# Exercise C.4.6

$\star$ Professor Rosencrantz flips a fair coin $n$ times, and so does Professor Guildenstern. Show that the probability that they get the same number of heads is $\binom{2n}{n}/4^n$. (Hint: For Professor Rosencrantz, call a head a success; for Professor Guildenstern, call a tail a success.) Use your argument to verify the identity

$$\sum_{k=0}^n\binom{n}{k}^2 = \binom{2n}{n}$$

Let's do what the hint says: call tails for Professor Guildenstern a success and heads - failure. They have the same numbers of heads when they have $k + (n - k) = n$ successes out of $2n$ trials.

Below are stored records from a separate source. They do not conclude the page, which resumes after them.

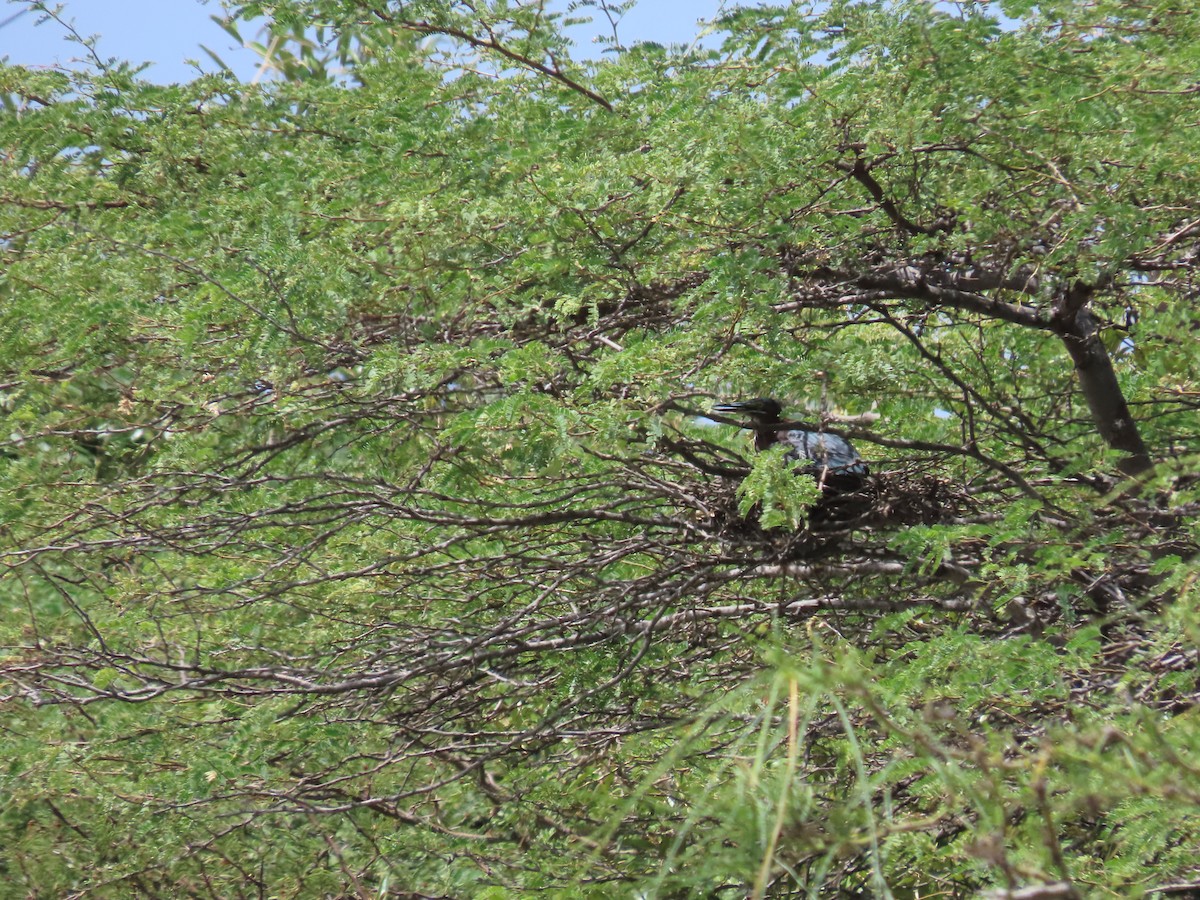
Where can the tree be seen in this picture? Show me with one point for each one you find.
(364, 534)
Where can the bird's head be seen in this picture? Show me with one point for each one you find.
(760, 411)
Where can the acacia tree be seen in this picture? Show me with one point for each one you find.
(364, 535)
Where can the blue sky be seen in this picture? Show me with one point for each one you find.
(168, 33)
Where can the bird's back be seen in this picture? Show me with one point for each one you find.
(825, 451)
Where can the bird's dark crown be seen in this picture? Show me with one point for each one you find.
(760, 408)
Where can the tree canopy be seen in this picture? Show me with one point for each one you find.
(364, 532)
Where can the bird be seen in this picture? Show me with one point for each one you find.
(829, 459)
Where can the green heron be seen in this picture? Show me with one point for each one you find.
(829, 459)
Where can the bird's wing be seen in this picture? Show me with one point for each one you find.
(826, 450)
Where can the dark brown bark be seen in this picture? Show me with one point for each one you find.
(1102, 390)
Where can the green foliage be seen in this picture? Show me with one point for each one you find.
(363, 532)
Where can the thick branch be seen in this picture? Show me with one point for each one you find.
(1080, 333)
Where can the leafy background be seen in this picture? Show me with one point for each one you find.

$$\Pr\{R=G\} = b(n;2n;1/2) = \binom{2n}{n} \frac{1}{2^n} \frac{1}{2^n} = \binom{2}{n}/4^n$$

Alternatively, we can just calculate the probability and see what happens:

\begin{align} \Pr\{R=G\} &= \sum_{k=0}^n \Pr\{R=k\}\Pr\{G=n-k\} \\ &= \sum_{k=0}^n \binom{n}{k} \cdot \frac{1}{2^n} \cdot \binom{n}{n-k} \cdot \frac{1}{2^n} \\ &= \frac{1}{4^n} \sum_{k=0}^n \binom{n}{k} \binom{n}{n-k} \\ &= \frac{1}{4^n} \sum_{k=0}^n \binom{n}{k}^2 \end{align}

Those are two ways we can express the same value. This let's us verify the identity.